Deafness-related decreases in glycine-immunoreactive labeling in the rat cochlear nucleus

Abstract

There is increasing evidence of activity-related plasticity in auditory pathways. The present study examined the effects of decreased activity on immunolocalization of the inhibitory neurotransmitter glycine in the cochlear nucleus of the rat after bilateral cochlear ablation. Specifically, glycine-immunoreactive puncta adjacent to somatic profiles were compared in normal hearing animals and animals deafened for 14 days. The number of glycine-immunoreactive puncta surrounding somatic profiles of spherical and globular bushy cells, glycine-immunoreactive type I stellate multipolar cells, radiate neurons (type II stellate multipolar cells), and fusiform cells decreased significantly. In addition, the number of glycine immunopositive tuberculoventral (vertical or corn) cells in the deep layer of the dorsal cochlear nucleus also decreased significantly. These results suggest that decreased inhibition reported in cochlear nucleus after deafness may be due to decreases in glycine.

Fig. 1

Glycine immunoreactivity in the dorsal cochlear nucleus (DCN). The molecular, fusiform and deep layers of the DCN contain many glycine-immunolabeled puncta. As expected, the cartwheel cells in the molecular layer are glycine immunopositive. The fusiform neurons in the fusiform layer are immunonegative for glycine. Mol, molecular layer; Fus, fusiform layer; Deep, deep layer. Scale bar = 25 μm.

Fig. 2

Glycine immunoreactivity in the ventral cochlear nucleus in normal hearing rats (A–C) and in rats 14 days after bilateral deafening (D, E). Glycine immunolabeling decreases in intensity and in the number of axosomatic puncta on most cell types 14 days after deafness. Scale bar = 5 μm.

Fig. 3

Differences in the number of glycine-immunoreactive axosomatic puncta on different cell types in the cochlear nucleus (CN) between normal hearing rats (white bars) and rats 14 days after bilateral deafening (black bars).
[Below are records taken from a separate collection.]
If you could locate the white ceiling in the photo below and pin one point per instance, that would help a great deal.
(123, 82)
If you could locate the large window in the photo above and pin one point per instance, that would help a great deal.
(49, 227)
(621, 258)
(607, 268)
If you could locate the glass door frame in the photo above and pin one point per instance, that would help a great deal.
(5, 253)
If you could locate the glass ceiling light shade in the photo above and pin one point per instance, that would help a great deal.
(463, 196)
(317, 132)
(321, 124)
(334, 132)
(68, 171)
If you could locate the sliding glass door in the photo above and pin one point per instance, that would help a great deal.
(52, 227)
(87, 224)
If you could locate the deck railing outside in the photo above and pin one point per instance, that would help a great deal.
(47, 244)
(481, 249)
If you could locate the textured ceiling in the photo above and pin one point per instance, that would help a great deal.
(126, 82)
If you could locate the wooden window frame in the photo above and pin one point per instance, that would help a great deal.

Data are expressed as the number of labeled puncta on a somatic profile (top) and as the number of puncta per 10 μm of somatic profile (bottom). Significant (*P ≤ 0.05) decreases are seen for glycine-immunoreactive type I stellate multipolar cells in posteroventral CN (PVCN), spherical bushy cells, globular bushy cells, radiate cells (type II stellate multipolar cells) and fusiform cells, but not glycine-immunoreactive type I stellate multipolar cells in anteroventral CN (AVCN). Error bars represent ±1 standard deviation.

Fig. 4

Changes in cell size in the cochlear nucleus (CN) of normal hearing rats (white bars) vs. that in rats 14 days after deafness (black bars). Significant (*P ≤ 0.05) decreases are seen in glycine-immunoreactive type I stellate multipolar cells, spherical bushy cells and globular bushy cells, but not radiate cells (type II stellate multipolar cells) or fusiform cells. Error bars represent ±1 standard deviation. AVCN, anteroventral CN; PVCN, posteroventral CN; VCN, ventral CN; DCN, dorsal CN.

Fig. 5

Differences in the size of tuberculoventral cells (TBC) in the deep layer of the dorsal cochlear nucleus (DCN) when comparing normal hearing rats (white bars) and rats 14 days after bilateral deafening (black bars), as well as the number of glycine-immunoreactive TBC per 1,000 μm². A significant decrease was seen both in cell size and in the number of glycine-immunopositive cells per 1,000 μm². Error bars represent ±1 standard deviation. *P ≤ 0.05.